Соседка справа, откинувшись на спинку стула и сложив на груди руки, загадочно улыбалась и то ли для себя, то ли для меня громко прошептала:
– А он не сумасшедший. Нет, не сумасшедший… – и вновь углубилась в фантасмагории своего Ариосто.
И был год 1968 от Рождества Христова, и была танковая осень, и до августа 1991-го оставались двадцать три ступеньки.
Белые астры
Я верю в судьбу: кому быть повешенным, тот не утонет. Впрочем, лучше расскажу историю, случившуюся со мной все в том же Петербурге, на том же перекрестке.

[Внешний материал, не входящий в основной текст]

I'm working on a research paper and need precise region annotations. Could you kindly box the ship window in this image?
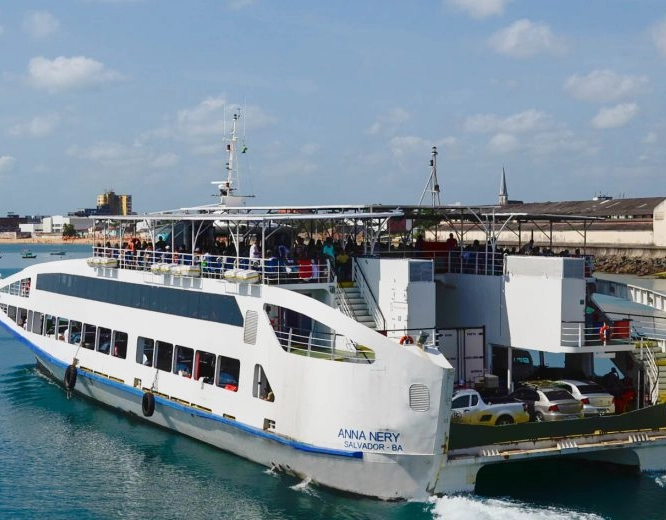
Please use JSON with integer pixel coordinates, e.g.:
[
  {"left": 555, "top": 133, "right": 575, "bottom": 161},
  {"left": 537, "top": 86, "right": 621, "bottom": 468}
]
[
  {"left": 43, "top": 314, "right": 55, "bottom": 338},
  {"left": 173, "top": 345, "right": 194, "bottom": 377},
  {"left": 68, "top": 320, "right": 83, "bottom": 345},
  {"left": 217, "top": 356, "right": 240, "bottom": 392},
  {"left": 136, "top": 336, "right": 155, "bottom": 367},
  {"left": 252, "top": 364, "right": 275, "bottom": 401},
  {"left": 16, "top": 308, "right": 28, "bottom": 328},
  {"left": 58, "top": 318, "right": 69, "bottom": 341},
  {"left": 111, "top": 330, "right": 127, "bottom": 359},
  {"left": 30, "top": 312, "right": 44, "bottom": 334},
  {"left": 81, "top": 323, "right": 97, "bottom": 350},
  {"left": 155, "top": 341, "right": 173, "bottom": 372},
  {"left": 194, "top": 351, "right": 215, "bottom": 385},
  {"left": 97, "top": 327, "right": 111, "bottom": 354}
]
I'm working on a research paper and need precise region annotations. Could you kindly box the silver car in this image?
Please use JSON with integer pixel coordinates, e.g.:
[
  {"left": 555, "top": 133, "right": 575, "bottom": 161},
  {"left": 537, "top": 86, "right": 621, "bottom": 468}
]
[
  {"left": 555, "top": 379, "right": 615, "bottom": 417},
  {"left": 511, "top": 386, "right": 583, "bottom": 422}
]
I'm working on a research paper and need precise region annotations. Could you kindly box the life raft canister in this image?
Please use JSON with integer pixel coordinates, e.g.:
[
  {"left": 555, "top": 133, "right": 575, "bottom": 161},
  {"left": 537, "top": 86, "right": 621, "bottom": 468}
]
[
  {"left": 141, "top": 392, "right": 155, "bottom": 417},
  {"left": 63, "top": 364, "right": 77, "bottom": 391}
]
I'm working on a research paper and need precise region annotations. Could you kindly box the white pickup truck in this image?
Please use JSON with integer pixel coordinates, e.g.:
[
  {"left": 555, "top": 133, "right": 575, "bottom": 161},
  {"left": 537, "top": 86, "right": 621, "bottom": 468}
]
[{"left": 451, "top": 389, "right": 530, "bottom": 426}]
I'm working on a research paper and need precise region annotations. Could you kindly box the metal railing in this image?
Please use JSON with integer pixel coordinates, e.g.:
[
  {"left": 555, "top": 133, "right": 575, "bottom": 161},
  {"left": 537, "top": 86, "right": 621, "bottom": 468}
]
[
  {"left": 89, "top": 247, "right": 332, "bottom": 284},
  {"left": 560, "top": 321, "right": 635, "bottom": 347},
  {"left": 275, "top": 328, "right": 375, "bottom": 363},
  {"left": 352, "top": 259, "right": 386, "bottom": 330},
  {"left": 637, "top": 339, "right": 660, "bottom": 404}
]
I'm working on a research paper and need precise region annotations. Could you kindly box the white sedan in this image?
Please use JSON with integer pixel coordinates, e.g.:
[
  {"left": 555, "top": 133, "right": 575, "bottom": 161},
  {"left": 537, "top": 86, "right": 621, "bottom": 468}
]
[{"left": 555, "top": 379, "right": 615, "bottom": 417}]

Октябрь 1991 года. Серый день: моросит ситничек, всхлипывают под ногами опавшие листья и хмурится Нева. Усталый, я иду по Адмиралтейской набережной, еле-еле отрывая подошвы от асфальта. Уж сколько сижу в архиве – а все без толку: следов участия русских купцов и промышленников в подготовке крестьянской реформы прошлого века удалось пока обнаружить катастрофически мало. Вот она, судьба историка! Нас часто и много критикуют и редко понимают.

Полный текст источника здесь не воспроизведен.